34

GitHub - IntelLabs/hpat

 6 years ago
source link: https://github.com/IntelLabs/hpat
Go to the source link to view the article. You can view the picture content, updated content and better typesetting reading experience. If the link is broken, please click the button below to view the snapshot at that time.

Intel® Scalable Dataframe Compiler

Numba* Extension For Pandas* Operations Compilation

Intel® Scalable Dataframe Compiler (Intel® SDC) is an extension of Numba* that enables compilation of Pandas* operations. It automatically vectorizes and parallelizes the code by leveraging modern hardware instructions and by utilizing all available cores.

Intel® SDC documentation can be found here.

For maximum performance and stability, please use numba from intel/label/beta channel.

Installing Binary Packages (conda and wheel)

Intel® SDC is available on the Anaconda Cloud intel/label/beta channel. Distribution includes Intel® SDC for Python 3.6 and Python 3.7 for Windows and Linux platforms.

Intel® SDC conda package can be installed using the steps below:

> conda create -n sdc-env python=<3.7 or 3.6> -c anaconda -c conda-forge
> conda activate sdc-env
> conda install sdc -c intel/label/beta -c intel -c defaults -c conda-forge --override-channels

Intel® SDC wheel package can be installed using the steps below:

> conda create -n sdc-env python=<3.7 or 3.6> pip -c anaconda -c conda-forge
> conda activate sdc-env
> pip install --index-url https://pypi.anaconda.org/intel/label/beta/simple --extra-index-url https://pypi.anaconda.org/intel/simple --extra-index-url https://pypi.org/simple sdc

Building Intel® SDC from Source on Linux

We use Anaconda distribution of Python for setting up Intel® SDC build environment.
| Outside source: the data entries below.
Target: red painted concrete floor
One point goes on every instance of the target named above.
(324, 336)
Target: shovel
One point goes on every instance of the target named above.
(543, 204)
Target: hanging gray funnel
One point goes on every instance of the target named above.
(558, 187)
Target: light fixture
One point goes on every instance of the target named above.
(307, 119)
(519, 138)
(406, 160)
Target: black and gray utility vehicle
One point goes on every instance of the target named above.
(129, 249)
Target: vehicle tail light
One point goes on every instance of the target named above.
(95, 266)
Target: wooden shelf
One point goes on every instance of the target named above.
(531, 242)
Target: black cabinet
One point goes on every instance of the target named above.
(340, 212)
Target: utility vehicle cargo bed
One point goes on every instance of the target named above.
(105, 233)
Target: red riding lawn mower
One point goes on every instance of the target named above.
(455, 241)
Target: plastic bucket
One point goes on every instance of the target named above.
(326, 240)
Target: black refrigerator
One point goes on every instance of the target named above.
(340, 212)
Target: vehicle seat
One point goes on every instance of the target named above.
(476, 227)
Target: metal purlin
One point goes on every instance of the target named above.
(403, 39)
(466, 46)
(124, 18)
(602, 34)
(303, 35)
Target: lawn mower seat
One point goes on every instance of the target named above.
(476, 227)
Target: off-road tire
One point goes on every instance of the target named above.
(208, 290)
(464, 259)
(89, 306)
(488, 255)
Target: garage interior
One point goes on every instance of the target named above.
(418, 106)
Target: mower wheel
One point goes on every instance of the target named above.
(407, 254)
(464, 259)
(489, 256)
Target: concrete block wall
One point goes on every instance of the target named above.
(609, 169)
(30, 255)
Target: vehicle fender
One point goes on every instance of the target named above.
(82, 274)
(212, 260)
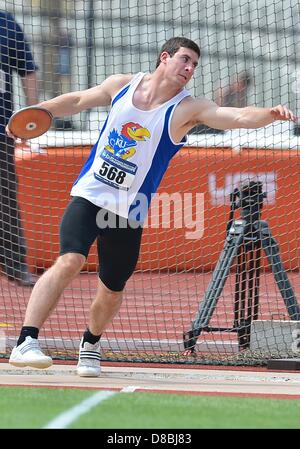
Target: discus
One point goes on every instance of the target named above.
(30, 122)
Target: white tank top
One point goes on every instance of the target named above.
(132, 153)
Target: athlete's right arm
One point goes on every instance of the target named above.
(74, 102)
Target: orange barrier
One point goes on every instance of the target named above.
(45, 180)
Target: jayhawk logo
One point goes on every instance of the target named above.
(123, 145)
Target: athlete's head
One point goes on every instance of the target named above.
(172, 46)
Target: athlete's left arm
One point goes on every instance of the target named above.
(214, 116)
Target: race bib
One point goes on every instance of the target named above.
(114, 171)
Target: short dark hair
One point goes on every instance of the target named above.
(173, 45)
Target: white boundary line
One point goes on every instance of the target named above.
(66, 418)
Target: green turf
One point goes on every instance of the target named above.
(35, 407)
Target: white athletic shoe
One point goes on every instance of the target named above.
(29, 354)
(89, 360)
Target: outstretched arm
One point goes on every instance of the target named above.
(30, 87)
(74, 102)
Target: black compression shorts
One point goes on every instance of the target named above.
(118, 243)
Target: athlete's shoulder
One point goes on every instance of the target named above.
(119, 80)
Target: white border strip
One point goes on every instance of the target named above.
(65, 419)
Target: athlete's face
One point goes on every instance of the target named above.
(181, 66)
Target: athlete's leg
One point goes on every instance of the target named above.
(118, 250)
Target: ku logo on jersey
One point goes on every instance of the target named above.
(123, 144)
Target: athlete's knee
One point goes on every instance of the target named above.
(71, 262)
(111, 287)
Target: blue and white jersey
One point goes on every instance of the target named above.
(131, 155)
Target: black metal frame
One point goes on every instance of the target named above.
(245, 239)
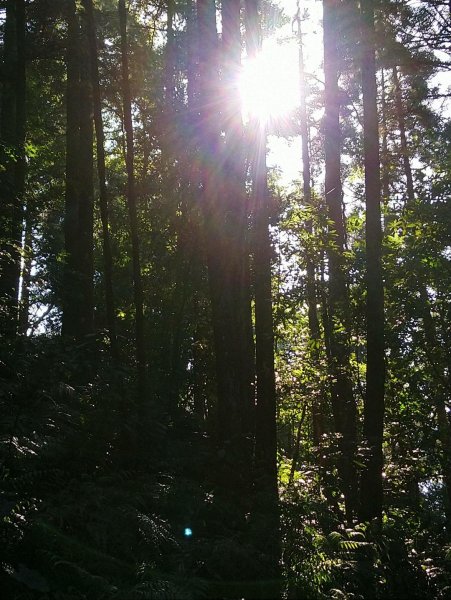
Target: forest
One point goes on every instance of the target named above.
(222, 376)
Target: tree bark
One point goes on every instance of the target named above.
(12, 159)
(371, 493)
(138, 295)
(266, 480)
(101, 170)
(78, 294)
(403, 137)
(343, 403)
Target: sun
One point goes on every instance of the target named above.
(269, 84)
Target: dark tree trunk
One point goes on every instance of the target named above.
(132, 203)
(371, 479)
(441, 394)
(313, 320)
(12, 159)
(266, 481)
(27, 249)
(101, 169)
(343, 403)
(403, 137)
(78, 293)
(385, 158)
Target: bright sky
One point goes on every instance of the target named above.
(271, 86)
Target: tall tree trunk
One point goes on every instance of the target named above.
(27, 258)
(12, 155)
(236, 218)
(385, 158)
(266, 482)
(131, 199)
(343, 403)
(403, 137)
(78, 294)
(371, 478)
(433, 344)
(313, 320)
(441, 393)
(101, 170)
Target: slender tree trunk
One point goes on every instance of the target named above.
(27, 258)
(266, 481)
(101, 170)
(313, 320)
(236, 219)
(403, 137)
(343, 403)
(12, 159)
(385, 158)
(371, 479)
(170, 56)
(443, 424)
(78, 294)
(132, 202)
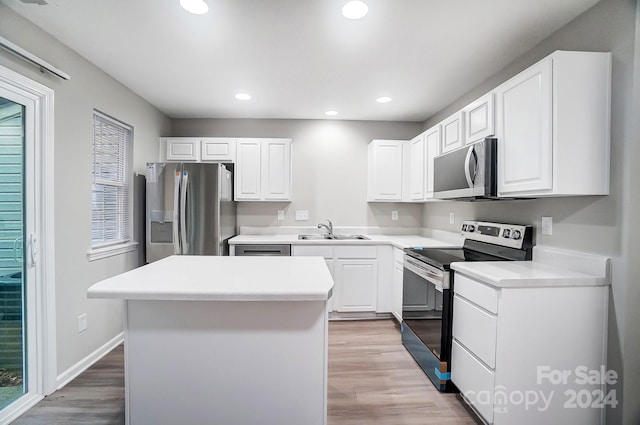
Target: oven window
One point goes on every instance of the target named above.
(422, 310)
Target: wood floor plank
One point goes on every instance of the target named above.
(373, 380)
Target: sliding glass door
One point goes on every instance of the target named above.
(13, 364)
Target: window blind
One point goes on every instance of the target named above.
(110, 217)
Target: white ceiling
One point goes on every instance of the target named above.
(300, 58)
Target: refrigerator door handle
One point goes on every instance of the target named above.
(176, 213)
(183, 213)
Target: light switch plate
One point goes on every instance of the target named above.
(547, 226)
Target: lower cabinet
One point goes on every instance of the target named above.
(531, 355)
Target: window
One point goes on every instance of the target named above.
(110, 215)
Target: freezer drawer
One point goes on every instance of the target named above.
(263, 250)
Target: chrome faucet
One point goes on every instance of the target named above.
(329, 227)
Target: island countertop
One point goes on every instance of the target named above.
(211, 278)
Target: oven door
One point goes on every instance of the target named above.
(426, 320)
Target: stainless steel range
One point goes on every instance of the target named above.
(428, 283)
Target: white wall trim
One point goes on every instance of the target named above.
(43, 100)
(109, 251)
(70, 374)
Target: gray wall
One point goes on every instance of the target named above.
(75, 100)
(603, 225)
(329, 169)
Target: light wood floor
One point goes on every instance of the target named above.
(372, 380)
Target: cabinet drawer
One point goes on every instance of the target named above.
(313, 251)
(356, 252)
(476, 292)
(475, 329)
(474, 380)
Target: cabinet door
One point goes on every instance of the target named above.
(276, 169)
(385, 170)
(524, 131)
(218, 149)
(356, 285)
(398, 271)
(479, 121)
(416, 168)
(432, 148)
(248, 170)
(183, 149)
(452, 132)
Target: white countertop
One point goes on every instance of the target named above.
(211, 278)
(524, 274)
(399, 241)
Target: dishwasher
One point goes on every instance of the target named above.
(265, 250)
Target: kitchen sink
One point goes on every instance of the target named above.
(332, 237)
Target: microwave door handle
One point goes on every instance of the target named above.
(467, 165)
(176, 212)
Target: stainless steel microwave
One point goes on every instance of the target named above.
(468, 173)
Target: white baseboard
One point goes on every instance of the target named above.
(84, 364)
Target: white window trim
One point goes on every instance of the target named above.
(99, 253)
(110, 249)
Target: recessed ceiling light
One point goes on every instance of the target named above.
(355, 9)
(197, 7)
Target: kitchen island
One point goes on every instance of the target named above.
(224, 340)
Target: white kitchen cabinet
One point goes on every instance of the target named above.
(432, 149)
(417, 157)
(197, 149)
(182, 148)
(263, 170)
(398, 270)
(385, 170)
(504, 339)
(553, 127)
(356, 285)
(479, 119)
(219, 149)
(452, 132)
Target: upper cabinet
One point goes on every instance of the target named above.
(385, 168)
(479, 119)
(263, 170)
(197, 149)
(553, 127)
(452, 132)
(432, 149)
(416, 173)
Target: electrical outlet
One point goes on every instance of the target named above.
(302, 215)
(82, 323)
(547, 226)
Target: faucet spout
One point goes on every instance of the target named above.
(329, 227)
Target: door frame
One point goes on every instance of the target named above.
(41, 168)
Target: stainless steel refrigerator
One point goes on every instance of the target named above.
(190, 209)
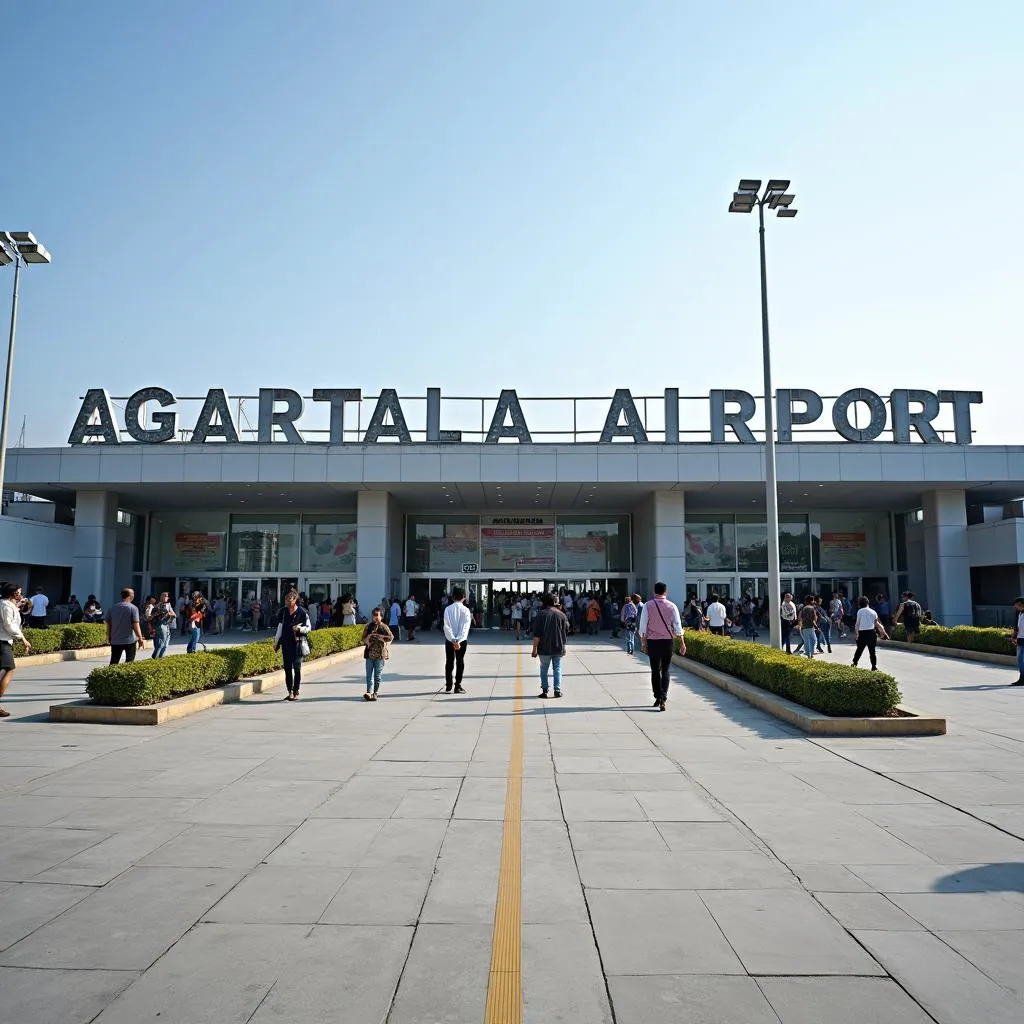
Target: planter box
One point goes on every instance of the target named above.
(906, 722)
(190, 704)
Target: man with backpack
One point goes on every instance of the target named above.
(808, 620)
(909, 613)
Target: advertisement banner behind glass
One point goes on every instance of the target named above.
(199, 551)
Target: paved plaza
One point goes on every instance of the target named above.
(336, 860)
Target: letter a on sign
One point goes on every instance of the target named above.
(508, 404)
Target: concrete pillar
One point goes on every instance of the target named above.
(374, 547)
(947, 560)
(669, 563)
(95, 547)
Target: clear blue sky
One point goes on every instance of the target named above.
(525, 195)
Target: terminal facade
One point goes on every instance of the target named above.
(386, 503)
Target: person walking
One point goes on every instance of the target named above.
(867, 628)
(808, 619)
(628, 616)
(293, 626)
(909, 614)
(162, 619)
(376, 641)
(40, 605)
(1017, 636)
(717, 615)
(550, 631)
(10, 630)
(123, 631)
(659, 625)
(457, 622)
(787, 611)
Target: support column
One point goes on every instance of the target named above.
(95, 547)
(669, 563)
(947, 560)
(373, 547)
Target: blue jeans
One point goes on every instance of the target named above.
(810, 638)
(160, 641)
(555, 662)
(375, 666)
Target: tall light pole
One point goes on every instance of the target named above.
(16, 248)
(775, 197)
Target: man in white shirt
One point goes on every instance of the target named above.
(10, 630)
(716, 615)
(412, 610)
(40, 603)
(457, 622)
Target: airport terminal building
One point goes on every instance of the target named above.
(388, 495)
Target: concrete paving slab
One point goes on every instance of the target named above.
(28, 905)
(280, 894)
(562, 982)
(998, 954)
(841, 1000)
(778, 932)
(57, 996)
(948, 987)
(693, 998)
(126, 925)
(645, 932)
(445, 978)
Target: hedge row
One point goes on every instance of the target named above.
(824, 686)
(989, 640)
(76, 637)
(152, 680)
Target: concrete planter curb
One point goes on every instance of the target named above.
(190, 704)
(814, 722)
(55, 656)
(955, 652)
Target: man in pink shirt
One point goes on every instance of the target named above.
(659, 625)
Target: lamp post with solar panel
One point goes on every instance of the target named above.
(16, 248)
(774, 196)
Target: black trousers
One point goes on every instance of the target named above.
(659, 653)
(128, 649)
(292, 662)
(455, 659)
(866, 638)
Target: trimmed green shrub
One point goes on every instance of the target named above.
(832, 689)
(79, 636)
(152, 680)
(43, 641)
(156, 679)
(988, 640)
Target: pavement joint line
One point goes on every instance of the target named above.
(504, 1004)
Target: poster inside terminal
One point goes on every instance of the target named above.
(858, 415)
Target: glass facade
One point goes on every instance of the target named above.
(821, 542)
(592, 544)
(518, 544)
(263, 544)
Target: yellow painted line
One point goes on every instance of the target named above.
(505, 978)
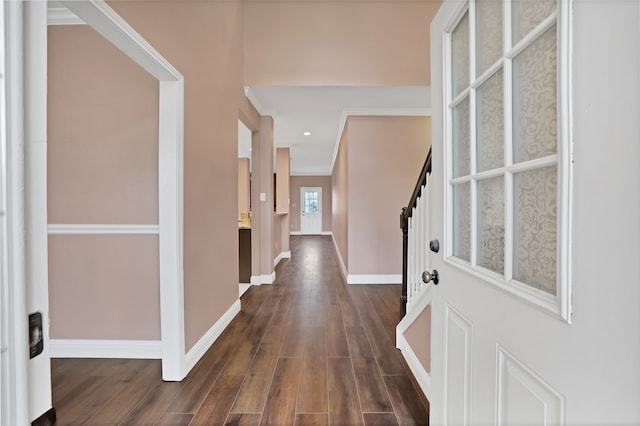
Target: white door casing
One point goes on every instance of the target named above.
(110, 25)
(504, 352)
(311, 210)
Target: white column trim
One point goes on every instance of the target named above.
(104, 20)
(14, 393)
(200, 348)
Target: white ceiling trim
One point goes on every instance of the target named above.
(406, 112)
(310, 173)
(256, 103)
(62, 16)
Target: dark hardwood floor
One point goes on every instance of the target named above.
(307, 350)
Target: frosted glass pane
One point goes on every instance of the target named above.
(488, 33)
(462, 221)
(460, 56)
(535, 100)
(535, 228)
(491, 224)
(490, 123)
(461, 139)
(528, 14)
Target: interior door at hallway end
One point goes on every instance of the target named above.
(311, 210)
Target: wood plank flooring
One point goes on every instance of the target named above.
(307, 350)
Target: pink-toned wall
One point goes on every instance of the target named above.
(263, 220)
(338, 43)
(204, 41)
(419, 338)
(102, 169)
(386, 155)
(340, 198)
(104, 287)
(298, 182)
(282, 179)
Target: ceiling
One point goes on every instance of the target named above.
(322, 110)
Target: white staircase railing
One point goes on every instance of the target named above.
(414, 222)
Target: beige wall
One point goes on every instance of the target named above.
(104, 287)
(338, 43)
(340, 198)
(102, 169)
(419, 338)
(282, 179)
(263, 220)
(377, 166)
(204, 41)
(298, 182)
(386, 155)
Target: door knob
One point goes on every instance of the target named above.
(431, 276)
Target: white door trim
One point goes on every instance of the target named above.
(13, 292)
(110, 25)
(304, 189)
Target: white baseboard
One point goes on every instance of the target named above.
(283, 255)
(423, 378)
(205, 342)
(263, 279)
(374, 279)
(300, 233)
(91, 348)
(242, 288)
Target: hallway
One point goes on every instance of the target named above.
(307, 350)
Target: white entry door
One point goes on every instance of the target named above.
(506, 347)
(311, 210)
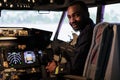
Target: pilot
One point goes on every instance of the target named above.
(78, 15)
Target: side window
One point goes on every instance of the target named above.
(111, 13)
(66, 30)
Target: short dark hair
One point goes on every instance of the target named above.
(82, 5)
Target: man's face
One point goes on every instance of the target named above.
(74, 16)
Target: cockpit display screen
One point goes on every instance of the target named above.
(14, 58)
(29, 57)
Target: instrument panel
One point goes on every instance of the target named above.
(21, 49)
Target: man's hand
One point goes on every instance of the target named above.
(51, 66)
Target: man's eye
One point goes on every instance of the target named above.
(77, 15)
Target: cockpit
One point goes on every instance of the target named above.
(27, 28)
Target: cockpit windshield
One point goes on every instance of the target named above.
(44, 20)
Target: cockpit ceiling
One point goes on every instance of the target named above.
(47, 4)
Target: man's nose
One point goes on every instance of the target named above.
(72, 19)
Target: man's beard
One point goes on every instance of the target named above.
(78, 26)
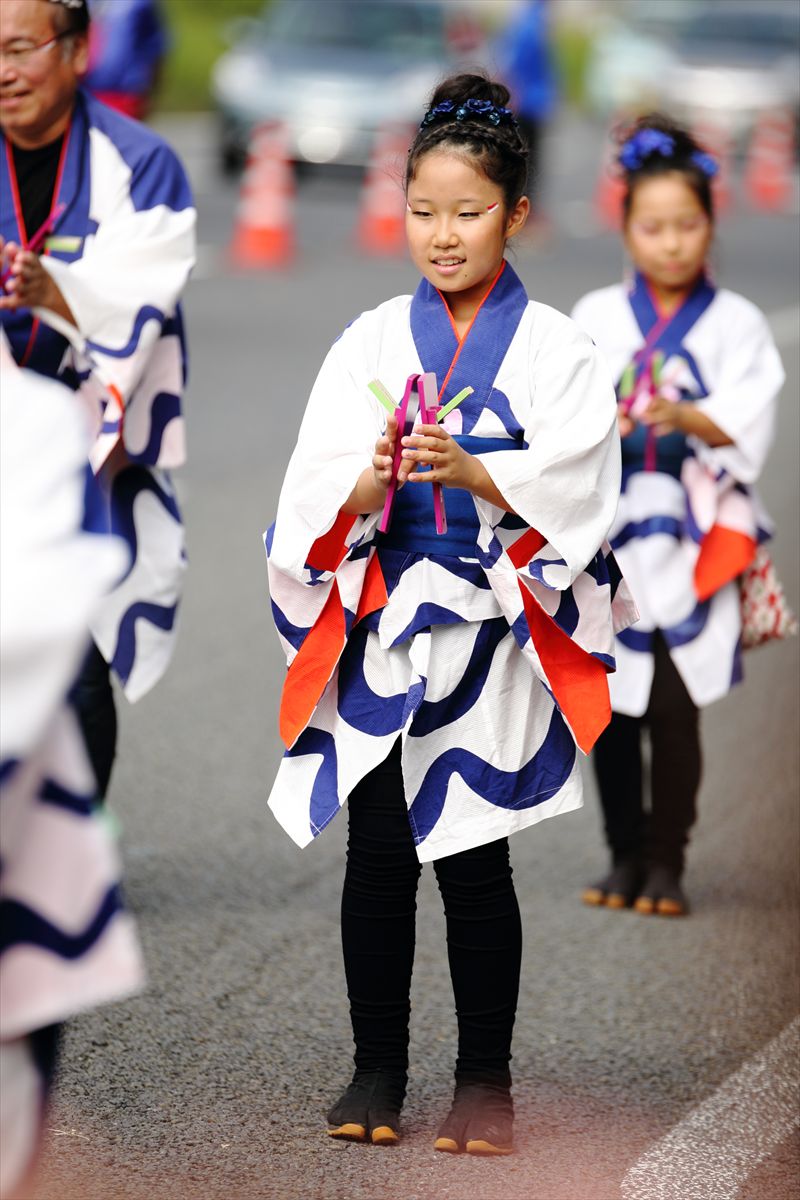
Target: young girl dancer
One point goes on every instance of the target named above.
(439, 682)
(697, 377)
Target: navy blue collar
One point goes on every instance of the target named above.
(669, 333)
(482, 349)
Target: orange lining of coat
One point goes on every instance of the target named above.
(311, 669)
(725, 553)
(577, 679)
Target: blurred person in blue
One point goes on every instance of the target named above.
(96, 244)
(66, 942)
(126, 49)
(697, 381)
(524, 61)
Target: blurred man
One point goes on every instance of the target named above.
(96, 244)
(66, 942)
(126, 49)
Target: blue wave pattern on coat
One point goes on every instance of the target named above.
(541, 778)
(132, 345)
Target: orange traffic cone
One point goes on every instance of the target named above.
(768, 173)
(264, 232)
(611, 186)
(716, 142)
(382, 220)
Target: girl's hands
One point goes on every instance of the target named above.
(432, 445)
(663, 417)
(384, 455)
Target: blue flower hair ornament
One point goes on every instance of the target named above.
(645, 143)
(447, 111)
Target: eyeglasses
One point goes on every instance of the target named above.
(22, 52)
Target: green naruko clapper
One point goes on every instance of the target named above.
(453, 403)
(62, 245)
(626, 382)
(382, 395)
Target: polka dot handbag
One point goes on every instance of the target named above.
(764, 612)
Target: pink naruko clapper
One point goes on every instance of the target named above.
(420, 397)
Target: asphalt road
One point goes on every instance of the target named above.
(214, 1083)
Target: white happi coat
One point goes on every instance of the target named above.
(690, 522)
(486, 649)
(66, 943)
(120, 251)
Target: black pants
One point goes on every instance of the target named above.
(378, 934)
(659, 837)
(92, 700)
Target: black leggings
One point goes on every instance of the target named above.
(673, 721)
(378, 934)
(92, 700)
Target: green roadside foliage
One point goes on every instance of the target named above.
(197, 30)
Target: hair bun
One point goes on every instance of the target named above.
(461, 88)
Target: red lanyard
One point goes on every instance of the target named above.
(20, 217)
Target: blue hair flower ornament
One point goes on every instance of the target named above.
(470, 108)
(643, 145)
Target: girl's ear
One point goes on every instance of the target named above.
(517, 216)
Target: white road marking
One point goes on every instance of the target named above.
(710, 1155)
(785, 324)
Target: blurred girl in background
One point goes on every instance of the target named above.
(697, 378)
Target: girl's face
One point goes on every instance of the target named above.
(457, 227)
(668, 234)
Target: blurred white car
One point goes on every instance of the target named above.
(723, 61)
(735, 61)
(335, 72)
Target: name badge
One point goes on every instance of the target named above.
(62, 245)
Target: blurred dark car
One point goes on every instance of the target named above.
(734, 61)
(335, 72)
If you do not have conda, we recommend using Miniconda3:

wget https://repo.continuum.io/miniconda/Miniconda3-latest-Linux-x86_64.sh -O miniconda.sh
chmod +x miniconda.sh
./miniconda.sh -b
export PATH=$HOME/miniconda3/bin:$PATH

For maximum performance and stability, please use numba from intel/label/beta channel.

It is possible to build Intel® SDC via conda-build or setuptools. Follow one of the cases below to install Intel® SDC and its dependencies on Linux.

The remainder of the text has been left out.